Skip to content

Welcome to Kaiwo

🚀️🚀️ Kaiwo supports AMD GPUs! 🚀️🚀️

Description

Kaiwo (pronunciation "ky-voh") is a Kubernetes-native tool designed to optimize GPU resource utilization for AI workloads. Built on top of Ray and Kueue , Kaiwo minimizes GPU idleness and increases resource efficiency through intelligent job queueing, fair sharing of resources, guaranteed quotas and opportunistic gang scheduling.

Kaiwo supports a wide range of AI workloads, including distributed multi-node pretraining, fine-tuning, online inference, and batch inference, with seamless integration into Kubernetes environments.

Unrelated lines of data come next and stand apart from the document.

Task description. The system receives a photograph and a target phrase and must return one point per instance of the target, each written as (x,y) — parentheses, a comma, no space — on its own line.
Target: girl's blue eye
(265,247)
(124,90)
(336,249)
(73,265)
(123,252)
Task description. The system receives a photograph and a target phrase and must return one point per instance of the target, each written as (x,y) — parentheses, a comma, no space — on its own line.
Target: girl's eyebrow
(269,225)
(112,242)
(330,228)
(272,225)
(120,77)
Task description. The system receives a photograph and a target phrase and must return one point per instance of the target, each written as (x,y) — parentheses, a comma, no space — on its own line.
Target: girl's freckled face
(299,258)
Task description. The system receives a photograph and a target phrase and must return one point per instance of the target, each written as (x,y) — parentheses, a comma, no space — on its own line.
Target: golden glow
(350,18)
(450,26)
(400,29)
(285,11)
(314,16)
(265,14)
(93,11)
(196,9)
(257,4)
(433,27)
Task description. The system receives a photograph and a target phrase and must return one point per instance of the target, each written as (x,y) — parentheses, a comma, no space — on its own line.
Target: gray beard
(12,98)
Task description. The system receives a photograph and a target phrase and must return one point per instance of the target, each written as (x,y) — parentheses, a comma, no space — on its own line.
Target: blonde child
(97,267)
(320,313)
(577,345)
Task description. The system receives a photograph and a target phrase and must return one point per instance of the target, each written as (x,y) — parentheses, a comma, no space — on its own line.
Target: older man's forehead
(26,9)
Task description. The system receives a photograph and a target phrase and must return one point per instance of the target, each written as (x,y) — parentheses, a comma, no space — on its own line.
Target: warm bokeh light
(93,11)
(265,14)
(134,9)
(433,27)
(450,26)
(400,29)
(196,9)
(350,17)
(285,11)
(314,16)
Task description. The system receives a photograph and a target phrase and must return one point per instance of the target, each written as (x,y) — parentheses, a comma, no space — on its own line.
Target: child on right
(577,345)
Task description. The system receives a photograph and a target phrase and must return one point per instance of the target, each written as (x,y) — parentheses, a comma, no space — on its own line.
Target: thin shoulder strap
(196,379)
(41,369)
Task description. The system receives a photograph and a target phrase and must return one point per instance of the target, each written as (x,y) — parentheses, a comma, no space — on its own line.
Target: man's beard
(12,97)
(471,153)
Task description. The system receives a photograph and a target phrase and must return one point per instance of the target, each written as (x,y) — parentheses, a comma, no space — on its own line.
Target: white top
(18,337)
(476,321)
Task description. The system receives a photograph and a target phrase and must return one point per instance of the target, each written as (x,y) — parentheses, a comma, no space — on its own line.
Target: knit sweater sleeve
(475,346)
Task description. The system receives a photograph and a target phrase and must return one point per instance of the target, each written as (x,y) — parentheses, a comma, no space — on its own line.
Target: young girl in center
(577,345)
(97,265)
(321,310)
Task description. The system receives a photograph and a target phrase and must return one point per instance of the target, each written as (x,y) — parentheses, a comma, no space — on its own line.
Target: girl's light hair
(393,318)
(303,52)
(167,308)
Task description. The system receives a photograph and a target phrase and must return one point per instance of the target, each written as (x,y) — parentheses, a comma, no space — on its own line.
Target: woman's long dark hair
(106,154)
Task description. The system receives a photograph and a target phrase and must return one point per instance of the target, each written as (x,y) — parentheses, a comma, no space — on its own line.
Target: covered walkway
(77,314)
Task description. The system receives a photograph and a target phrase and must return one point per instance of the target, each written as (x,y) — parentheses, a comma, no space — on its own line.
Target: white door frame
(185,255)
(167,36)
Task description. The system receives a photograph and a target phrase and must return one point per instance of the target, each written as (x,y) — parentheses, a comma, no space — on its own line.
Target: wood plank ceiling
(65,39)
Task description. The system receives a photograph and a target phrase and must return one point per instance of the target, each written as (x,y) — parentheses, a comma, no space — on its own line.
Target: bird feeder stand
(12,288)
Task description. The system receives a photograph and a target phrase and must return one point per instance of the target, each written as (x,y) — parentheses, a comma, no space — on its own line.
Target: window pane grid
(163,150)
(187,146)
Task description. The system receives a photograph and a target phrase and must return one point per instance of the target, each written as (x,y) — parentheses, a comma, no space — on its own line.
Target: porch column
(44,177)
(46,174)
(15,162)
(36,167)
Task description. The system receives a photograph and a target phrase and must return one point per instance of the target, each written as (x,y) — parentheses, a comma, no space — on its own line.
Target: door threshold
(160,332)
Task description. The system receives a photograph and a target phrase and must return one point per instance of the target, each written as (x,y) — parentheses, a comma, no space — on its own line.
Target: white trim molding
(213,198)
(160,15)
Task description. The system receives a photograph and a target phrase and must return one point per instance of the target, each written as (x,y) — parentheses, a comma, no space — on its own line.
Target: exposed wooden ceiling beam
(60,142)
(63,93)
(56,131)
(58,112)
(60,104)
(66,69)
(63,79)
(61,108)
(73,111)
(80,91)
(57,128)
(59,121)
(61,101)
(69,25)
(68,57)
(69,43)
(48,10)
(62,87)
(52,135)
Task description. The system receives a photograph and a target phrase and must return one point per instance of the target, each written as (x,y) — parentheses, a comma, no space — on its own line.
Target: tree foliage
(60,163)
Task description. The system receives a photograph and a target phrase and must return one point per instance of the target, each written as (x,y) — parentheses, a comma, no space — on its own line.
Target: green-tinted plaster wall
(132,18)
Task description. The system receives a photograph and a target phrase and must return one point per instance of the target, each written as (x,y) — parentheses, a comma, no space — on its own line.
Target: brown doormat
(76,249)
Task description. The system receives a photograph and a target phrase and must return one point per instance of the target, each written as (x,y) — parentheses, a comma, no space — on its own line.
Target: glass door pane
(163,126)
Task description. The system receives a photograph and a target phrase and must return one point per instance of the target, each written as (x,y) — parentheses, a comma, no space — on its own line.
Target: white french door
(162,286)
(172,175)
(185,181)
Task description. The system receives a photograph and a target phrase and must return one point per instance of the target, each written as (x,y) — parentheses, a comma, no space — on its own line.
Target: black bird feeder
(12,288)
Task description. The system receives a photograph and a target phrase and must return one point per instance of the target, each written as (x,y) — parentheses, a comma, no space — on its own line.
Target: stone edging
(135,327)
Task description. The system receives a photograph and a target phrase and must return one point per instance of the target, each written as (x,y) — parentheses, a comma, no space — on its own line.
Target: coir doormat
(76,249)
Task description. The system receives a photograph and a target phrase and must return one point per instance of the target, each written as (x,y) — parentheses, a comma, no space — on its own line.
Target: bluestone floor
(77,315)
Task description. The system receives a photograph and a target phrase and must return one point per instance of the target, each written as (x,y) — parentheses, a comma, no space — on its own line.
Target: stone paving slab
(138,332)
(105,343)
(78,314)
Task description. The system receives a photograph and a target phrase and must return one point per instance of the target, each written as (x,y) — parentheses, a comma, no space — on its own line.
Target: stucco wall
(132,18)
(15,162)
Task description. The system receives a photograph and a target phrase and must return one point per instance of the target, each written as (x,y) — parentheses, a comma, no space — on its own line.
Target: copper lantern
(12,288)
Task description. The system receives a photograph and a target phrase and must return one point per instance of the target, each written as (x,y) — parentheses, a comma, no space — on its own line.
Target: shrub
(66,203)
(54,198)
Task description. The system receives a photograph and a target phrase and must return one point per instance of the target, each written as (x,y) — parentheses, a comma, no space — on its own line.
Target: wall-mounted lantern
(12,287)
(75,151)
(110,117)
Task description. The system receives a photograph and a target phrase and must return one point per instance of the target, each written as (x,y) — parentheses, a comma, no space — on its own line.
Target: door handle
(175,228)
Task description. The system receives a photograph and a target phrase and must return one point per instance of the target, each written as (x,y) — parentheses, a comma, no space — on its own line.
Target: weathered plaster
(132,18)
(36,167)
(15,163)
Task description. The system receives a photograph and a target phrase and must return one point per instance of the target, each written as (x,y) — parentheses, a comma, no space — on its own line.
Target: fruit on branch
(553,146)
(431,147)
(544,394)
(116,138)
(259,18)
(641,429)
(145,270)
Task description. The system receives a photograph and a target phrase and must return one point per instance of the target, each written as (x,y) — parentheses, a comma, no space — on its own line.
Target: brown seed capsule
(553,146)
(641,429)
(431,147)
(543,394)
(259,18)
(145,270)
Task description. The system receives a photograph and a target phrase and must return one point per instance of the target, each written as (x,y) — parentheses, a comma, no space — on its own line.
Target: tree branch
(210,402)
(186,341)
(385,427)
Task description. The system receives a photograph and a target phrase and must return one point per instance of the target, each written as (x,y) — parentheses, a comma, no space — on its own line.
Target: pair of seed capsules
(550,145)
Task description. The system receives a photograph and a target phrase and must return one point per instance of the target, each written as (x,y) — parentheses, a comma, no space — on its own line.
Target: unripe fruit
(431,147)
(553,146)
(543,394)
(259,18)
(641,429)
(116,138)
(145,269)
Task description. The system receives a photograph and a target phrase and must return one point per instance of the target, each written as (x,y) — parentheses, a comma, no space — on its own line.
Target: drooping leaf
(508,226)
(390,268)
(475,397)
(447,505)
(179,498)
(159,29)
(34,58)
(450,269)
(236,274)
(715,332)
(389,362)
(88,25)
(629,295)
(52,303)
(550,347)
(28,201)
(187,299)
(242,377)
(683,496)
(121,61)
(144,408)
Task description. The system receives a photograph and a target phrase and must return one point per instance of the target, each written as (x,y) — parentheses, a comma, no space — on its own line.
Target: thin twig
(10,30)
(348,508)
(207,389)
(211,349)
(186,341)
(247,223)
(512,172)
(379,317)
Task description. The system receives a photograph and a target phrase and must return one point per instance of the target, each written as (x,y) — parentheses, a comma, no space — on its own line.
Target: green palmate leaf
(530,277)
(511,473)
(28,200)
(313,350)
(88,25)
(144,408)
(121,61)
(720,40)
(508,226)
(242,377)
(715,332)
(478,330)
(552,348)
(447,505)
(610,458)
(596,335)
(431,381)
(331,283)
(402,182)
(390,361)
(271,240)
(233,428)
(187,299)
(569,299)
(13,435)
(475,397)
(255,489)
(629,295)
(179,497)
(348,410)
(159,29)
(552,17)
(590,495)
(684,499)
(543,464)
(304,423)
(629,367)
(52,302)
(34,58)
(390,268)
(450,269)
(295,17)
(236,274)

This documentation is intended for two main audiences:

  • AI Scientists/Engineers: who want Kaiwo to manage their AI workloads on Kubernetes. See here
  • Infrastructure/Platform Administrators: who want to deploy and manage Kaiwo on their Kubernetes clusters. See here

Main Features

GPU Utilization Optimization
Kaiwo Operator dynamically queues workloads to reduce GPU idle time and maximize resource utilization.
CLI Tool
Simplified workload submission using the kaiwo CLI tool
Distributed Workload Scheduling
Effortlessly schedule distributed workloads across multiple Kubernetes nodes with Kaiwo Operator.
Broad Workload Support with pre-built templates
Supports running Kubernetes Jobs, Deployments, RayJobs and RayServices.
Integration with Ray and Kueue
Leverages the power of Ray for distributed computing and Kueue for efficient job queueing.